Ricky Costner Jr. was gunned down by a co-worker inside a Delaware Avenue restaurant three years ago, bringing a promising young life to a tragic end.
But from Ricky’s death has come the chance to help others get a new beginning, thanks to a scholarship that bears his name and assists students pursuing a degree in the culinary arts at Erie Community College.
That’s the path Ricky planned to take before his life was cut short at 18.
Friends and family gathered Saturday at the Costner family home on Ashland Avenue for a fundraiser to benefit the Ricky Costner Jr. College Scholarship Fund.
And while the scholarship – which ranges from $500 to $2,000 each year – helps students pay their college bills, it has done just as much to help the Costners with their grief and heartache.
The family still searches for closure, as the man accused of murdering Ricky has yet to stand trial.
“It always makes me happy to talk about Rick,” said his father, Rick Costner Sr. “It hurts a little bit, but his life was so short, his story needs to be told. I like to let people know he existed. He mattered to a lot of people – and he still matters to me.”
Ricky Jr. was killed the morning of Jan. 16, 2010, and his father remembers every painful detail. It happened right before his eyes.
He woke up Ricky Jr. in the morning and the two drove together to Merge restaurant, where Costner was the manager and his son had recently joined him as a sous chef.
As Costner counted the cash at the register and staff prepared for opening, the alleged gunman, Ernesto Arechavaleta-Taureaux, the dishwasher, opened fire.
Ricky Jr. went down. His father was hit once, then twice. A struggle ensued.
“I could have killed Ernesto,” Costner recalled recently. “I had him on the ground. I had his gun. I remember thinking, ‘Kill him,’ but I didn’t.”
While the chef held down the gunman, the father turned his attention to his only son, who was on the floor gasping for air.
As police and medics arrived, a wounded Costner was whisked off in one direction and his son another – the two never to see each other again.
“I remember going to the funeral home, and I just couldn’t see him. I couldn’t look at him,” Costner said. “The worst week of my life.”
Justice has been slow for Costner, 50, a real estate investor who no longer works in the restaurant business, and his wife, Catalina.
While Arechavaleta-Taureaux was charged with murder, he was sent to a state psychiatric center for treatment that may make him legally competent to stand trial.
A hearing is scheduled for Wednesday to determine whether he’s gotten better enough to face a courtroom trial, explained Erie County District Attorney Frank Sedita III.
“He has to be deemed competent to stand trial,” Sedita explained. “The judge already ruled that he’s not competent to stand trial, because he has a mental illness – schizophrenia – and he’s delusional.”
“Take him to trial anyway,” Costner said. “He gets three meals a day in a facility when Ricky is in the grave. That isn’t justice for any family.”
After leaving Hutchinson-Central Technical High School a few credits shy of graduating, Ricky Jr. earned his general equivalency diploma from the Adult Learning Center.
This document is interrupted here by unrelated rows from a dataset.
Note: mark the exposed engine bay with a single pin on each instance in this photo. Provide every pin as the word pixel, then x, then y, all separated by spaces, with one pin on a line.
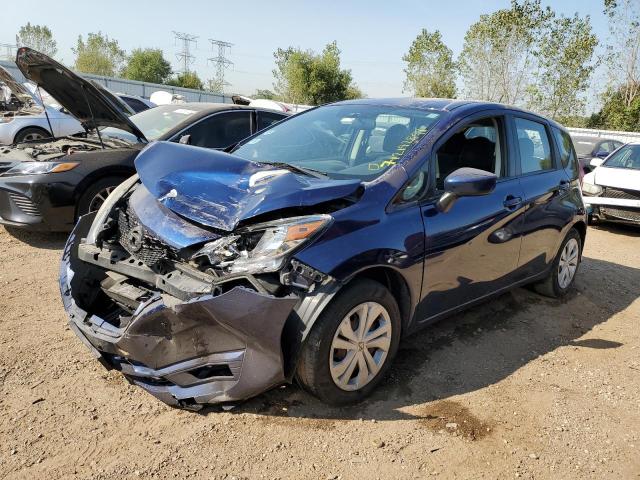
pixel 47 150
pixel 193 318
pixel 134 264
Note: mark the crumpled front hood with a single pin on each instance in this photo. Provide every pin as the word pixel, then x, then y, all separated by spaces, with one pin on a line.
pixel 220 190
pixel 624 178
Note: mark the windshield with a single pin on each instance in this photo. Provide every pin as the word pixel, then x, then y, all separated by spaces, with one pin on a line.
pixel 154 123
pixel 342 141
pixel 626 157
pixel 584 147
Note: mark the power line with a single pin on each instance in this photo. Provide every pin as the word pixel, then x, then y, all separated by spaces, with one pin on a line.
pixel 184 55
pixel 221 63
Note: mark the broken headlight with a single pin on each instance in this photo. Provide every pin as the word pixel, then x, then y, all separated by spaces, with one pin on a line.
pixel 262 247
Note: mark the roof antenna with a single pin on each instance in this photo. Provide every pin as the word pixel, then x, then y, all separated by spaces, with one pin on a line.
pixel 46 114
pixel 93 119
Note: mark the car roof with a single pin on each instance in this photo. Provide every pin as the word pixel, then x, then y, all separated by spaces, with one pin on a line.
pixel 444 105
pixel 593 138
pixel 204 109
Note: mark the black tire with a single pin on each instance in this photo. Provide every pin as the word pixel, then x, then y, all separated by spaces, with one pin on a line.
pixel 313 371
pixel 31 134
pixel 550 286
pixel 87 201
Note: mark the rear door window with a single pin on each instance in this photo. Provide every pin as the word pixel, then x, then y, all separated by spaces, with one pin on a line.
pixel 220 130
pixel 533 146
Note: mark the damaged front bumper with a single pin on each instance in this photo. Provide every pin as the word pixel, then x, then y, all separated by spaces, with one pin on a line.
pixel 208 349
pixel 615 205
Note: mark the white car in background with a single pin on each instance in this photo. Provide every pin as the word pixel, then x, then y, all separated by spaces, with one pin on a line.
pixel 612 190
pixel 22 114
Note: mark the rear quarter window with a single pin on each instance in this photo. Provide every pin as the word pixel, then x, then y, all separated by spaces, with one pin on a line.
pixel 567 152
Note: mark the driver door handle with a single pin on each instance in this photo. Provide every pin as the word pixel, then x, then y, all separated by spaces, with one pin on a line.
pixel 512 202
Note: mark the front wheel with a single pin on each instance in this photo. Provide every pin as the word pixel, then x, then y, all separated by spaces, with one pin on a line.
pixel 564 268
pixel 351 346
pixel 94 196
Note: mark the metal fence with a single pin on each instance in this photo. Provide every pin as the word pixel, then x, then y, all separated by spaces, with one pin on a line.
pixel 625 137
pixel 133 87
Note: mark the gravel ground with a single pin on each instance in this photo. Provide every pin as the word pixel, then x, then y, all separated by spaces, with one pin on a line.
pixel 523 386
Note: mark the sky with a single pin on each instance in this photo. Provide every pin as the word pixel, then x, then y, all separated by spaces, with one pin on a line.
pixel 373 35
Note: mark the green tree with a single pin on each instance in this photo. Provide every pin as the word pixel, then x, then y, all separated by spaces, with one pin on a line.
pixel 624 49
pixel 431 70
pixel 565 64
pixel 309 78
pixel 38 37
pixel 187 80
pixel 147 65
pixel 498 54
pixel 265 93
pixel 98 55
pixel 615 114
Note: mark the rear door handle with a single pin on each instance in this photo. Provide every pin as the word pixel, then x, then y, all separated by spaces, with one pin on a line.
pixel 512 202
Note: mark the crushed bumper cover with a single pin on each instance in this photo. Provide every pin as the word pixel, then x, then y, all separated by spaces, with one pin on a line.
pixel 211 349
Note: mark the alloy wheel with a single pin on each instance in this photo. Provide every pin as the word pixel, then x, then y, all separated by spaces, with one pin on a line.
pixel 360 346
pixel 568 263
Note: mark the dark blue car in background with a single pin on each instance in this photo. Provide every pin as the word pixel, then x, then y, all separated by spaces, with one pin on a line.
pixel 315 245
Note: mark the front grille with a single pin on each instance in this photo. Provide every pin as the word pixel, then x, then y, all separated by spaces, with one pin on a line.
pixel 621 213
pixel 632 215
pixel 25 204
pixel 609 192
pixel 6 166
pixel 137 241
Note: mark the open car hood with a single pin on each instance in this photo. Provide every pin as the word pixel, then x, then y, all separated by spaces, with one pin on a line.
pixel 84 100
pixel 220 190
pixel 21 93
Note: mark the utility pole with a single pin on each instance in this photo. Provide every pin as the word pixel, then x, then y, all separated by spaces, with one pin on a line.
pixel 184 55
pixel 9 51
pixel 221 63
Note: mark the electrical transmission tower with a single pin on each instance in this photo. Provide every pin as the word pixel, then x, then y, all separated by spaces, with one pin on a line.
pixel 9 51
pixel 222 63
pixel 184 55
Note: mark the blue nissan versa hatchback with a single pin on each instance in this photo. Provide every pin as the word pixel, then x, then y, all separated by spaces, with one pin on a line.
pixel 313 247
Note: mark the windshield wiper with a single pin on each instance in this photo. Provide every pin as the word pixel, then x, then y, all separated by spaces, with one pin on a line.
pixel 298 169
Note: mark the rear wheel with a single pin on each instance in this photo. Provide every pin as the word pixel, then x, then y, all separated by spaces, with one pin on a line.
pixel 31 134
pixel 565 266
pixel 351 346
pixel 94 196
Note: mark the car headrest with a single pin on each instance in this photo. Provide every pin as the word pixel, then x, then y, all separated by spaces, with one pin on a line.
pixel 478 153
pixel 526 148
pixel 394 137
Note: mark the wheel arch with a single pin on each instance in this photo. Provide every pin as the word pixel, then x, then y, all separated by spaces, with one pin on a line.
pixel 96 175
pixel 305 315
pixel 581 227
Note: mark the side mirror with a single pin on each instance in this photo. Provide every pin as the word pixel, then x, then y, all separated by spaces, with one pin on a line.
pixel 465 182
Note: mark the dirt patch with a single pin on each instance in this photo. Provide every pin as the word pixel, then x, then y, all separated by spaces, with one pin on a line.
pixel 451 417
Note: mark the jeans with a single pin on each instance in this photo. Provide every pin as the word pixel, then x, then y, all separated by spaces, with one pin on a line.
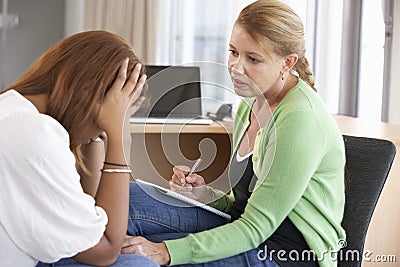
pixel 158 217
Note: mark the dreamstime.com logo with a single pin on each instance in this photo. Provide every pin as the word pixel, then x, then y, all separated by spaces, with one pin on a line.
pixel 331 254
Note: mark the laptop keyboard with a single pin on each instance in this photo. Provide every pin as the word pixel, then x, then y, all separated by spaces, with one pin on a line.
pixel 171 120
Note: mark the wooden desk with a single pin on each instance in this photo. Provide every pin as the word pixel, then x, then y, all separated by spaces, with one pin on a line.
pixel 154 152
pixel 157 148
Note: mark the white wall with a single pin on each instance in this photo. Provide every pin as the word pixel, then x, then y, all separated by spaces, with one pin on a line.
pixel 74 16
pixel 41 24
pixel 394 95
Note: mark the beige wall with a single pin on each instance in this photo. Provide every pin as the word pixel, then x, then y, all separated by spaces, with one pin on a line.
pixel 394 108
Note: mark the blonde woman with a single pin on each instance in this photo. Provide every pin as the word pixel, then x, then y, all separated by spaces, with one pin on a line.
pixel 54 201
pixel 287 167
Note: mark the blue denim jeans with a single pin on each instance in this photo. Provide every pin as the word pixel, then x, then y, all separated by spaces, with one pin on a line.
pixel 158 217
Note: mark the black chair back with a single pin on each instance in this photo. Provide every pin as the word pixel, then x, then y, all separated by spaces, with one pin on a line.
pixel 368 162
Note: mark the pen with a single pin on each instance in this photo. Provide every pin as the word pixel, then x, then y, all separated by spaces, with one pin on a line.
pixel 192 169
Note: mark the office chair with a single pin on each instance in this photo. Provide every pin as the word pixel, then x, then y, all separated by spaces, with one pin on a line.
pixel 368 162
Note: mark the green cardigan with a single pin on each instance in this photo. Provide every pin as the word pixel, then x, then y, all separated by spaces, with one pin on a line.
pixel 299 160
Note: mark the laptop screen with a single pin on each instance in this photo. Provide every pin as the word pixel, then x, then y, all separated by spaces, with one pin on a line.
pixel 174 91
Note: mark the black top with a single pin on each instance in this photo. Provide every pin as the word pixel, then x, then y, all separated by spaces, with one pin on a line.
pixel 287 238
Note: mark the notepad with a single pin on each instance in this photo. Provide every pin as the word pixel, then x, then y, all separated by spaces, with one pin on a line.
pixel 167 192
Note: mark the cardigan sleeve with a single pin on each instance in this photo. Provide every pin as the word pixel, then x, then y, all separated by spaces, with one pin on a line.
pixel 288 155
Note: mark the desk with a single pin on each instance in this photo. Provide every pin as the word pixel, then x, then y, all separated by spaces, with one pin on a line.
pixel 156 148
pixel 383 237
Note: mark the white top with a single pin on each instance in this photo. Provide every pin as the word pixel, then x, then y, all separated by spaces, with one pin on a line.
pixel 44 213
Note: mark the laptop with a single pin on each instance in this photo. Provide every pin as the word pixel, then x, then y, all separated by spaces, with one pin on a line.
pixel 175 96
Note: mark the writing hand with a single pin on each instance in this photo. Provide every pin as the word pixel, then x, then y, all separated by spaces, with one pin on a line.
pixel 138 245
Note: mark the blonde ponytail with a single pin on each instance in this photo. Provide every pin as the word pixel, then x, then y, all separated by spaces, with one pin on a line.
pixel 277 22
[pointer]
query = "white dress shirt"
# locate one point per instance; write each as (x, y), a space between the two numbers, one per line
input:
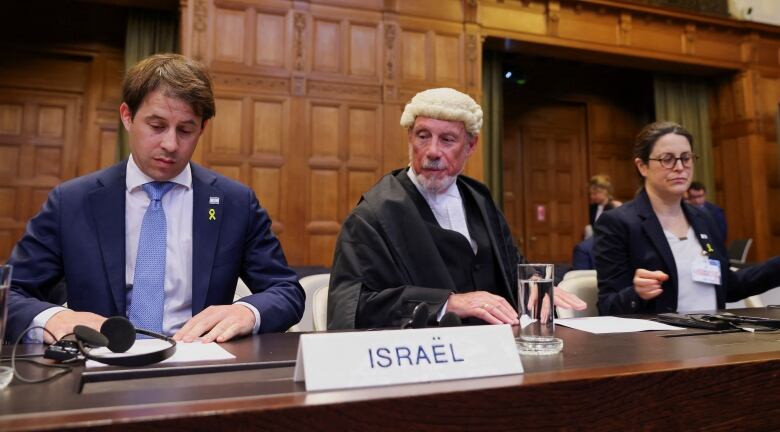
(177, 204)
(691, 295)
(447, 208)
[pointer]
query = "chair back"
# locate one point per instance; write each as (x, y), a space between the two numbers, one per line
(579, 273)
(320, 309)
(584, 286)
(738, 250)
(754, 301)
(310, 286)
(242, 290)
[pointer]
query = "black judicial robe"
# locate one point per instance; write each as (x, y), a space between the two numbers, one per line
(386, 261)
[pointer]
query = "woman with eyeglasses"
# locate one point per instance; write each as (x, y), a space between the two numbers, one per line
(657, 253)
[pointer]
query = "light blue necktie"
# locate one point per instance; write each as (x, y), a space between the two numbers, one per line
(148, 295)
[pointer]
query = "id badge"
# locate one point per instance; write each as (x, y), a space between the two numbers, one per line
(706, 270)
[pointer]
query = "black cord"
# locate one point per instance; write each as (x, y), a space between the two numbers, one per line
(63, 369)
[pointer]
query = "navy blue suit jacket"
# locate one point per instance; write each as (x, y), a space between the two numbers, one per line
(631, 237)
(79, 236)
(582, 256)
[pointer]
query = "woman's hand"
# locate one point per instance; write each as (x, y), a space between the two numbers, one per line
(647, 284)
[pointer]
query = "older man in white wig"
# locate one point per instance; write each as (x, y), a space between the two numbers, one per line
(427, 234)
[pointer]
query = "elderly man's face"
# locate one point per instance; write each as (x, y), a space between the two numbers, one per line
(438, 150)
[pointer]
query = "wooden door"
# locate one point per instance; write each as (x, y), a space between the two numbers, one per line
(37, 152)
(547, 163)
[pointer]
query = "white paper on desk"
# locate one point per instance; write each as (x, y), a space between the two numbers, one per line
(599, 325)
(185, 352)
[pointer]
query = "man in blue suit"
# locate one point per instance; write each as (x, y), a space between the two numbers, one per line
(156, 237)
(697, 195)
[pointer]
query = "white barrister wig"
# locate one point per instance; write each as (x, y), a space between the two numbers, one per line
(444, 104)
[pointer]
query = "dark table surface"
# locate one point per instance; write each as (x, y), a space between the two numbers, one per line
(599, 371)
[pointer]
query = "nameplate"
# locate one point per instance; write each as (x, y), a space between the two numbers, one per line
(328, 361)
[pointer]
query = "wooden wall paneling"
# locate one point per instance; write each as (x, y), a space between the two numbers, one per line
(38, 146)
(325, 189)
(230, 36)
(395, 148)
(364, 152)
(445, 10)
(98, 147)
(742, 144)
(346, 44)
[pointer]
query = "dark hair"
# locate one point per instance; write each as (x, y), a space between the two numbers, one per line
(650, 134)
(177, 76)
(601, 181)
(696, 185)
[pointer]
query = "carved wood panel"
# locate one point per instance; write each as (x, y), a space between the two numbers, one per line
(37, 152)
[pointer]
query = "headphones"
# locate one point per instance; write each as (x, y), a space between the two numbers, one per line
(118, 334)
(422, 318)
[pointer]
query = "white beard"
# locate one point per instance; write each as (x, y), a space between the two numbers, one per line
(436, 185)
(433, 185)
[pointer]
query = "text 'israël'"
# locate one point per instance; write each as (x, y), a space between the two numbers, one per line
(435, 353)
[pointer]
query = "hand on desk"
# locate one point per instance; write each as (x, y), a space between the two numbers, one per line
(647, 284)
(488, 307)
(218, 323)
(62, 323)
(562, 299)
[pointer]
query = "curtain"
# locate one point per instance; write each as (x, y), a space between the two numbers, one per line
(492, 129)
(686, 101)
(148, 32)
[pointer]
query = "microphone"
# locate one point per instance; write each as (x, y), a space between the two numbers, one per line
(419, 317)
(90, 336)
(450, 319)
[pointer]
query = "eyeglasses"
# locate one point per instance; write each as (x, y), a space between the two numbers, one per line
(668, 160)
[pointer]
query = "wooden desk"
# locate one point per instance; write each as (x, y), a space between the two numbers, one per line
(608, 382)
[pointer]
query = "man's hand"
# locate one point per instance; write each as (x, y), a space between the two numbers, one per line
(221, 322)
(566, 300)
(647, 284)
(488, 307)
(62, 323)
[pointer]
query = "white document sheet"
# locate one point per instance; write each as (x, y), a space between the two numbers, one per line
(608, 324)
(185, 352)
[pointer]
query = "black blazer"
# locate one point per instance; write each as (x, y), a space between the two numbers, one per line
(631, 237)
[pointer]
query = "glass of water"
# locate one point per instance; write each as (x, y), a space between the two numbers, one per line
(536, 310)
(6, 373)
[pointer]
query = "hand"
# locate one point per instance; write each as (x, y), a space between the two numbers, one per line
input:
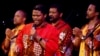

Ricky Jr., one of four children in the family, liked to play video games and flirt with girls, and he was a whiz in the kitchen. He learned the restaurant business from his father and planned to go to ECC for a degree in culinary arts with dreams of one day owning a restaurant.
So when the family started receiving donations after Ricky’s death, they came up with the idea of the scholarship.
The fundraiser is the fourth annual with proceeds directly benefitting the scholarship, one of more than 100 handed out each year by the ECC Foundation.
“Our scholarship program means as much, or more so, to the donors, as it does to our students,” said Jeff Bagel, ECC’s associate vice president of foundation and alumni relations. “It’s a way they can continue to carry on the memory of their loved ones.”
“This one is unique because Ricky didn’t go here, but by his family and friends starting a scholarship, they’re able to help the other Ricky Costners of the world who want to get their start in the hospitality industry,” Bagel said.
Costner recalled attending the luncheon when ECC awarded the first Ricky Costner Jr. scholarship.
“When they mentioned Ricky’s name and scholarship, it hurt like hell,” Costner said. “But to see that kid and how proud he was to earn the scholarship, it just made me feel good.”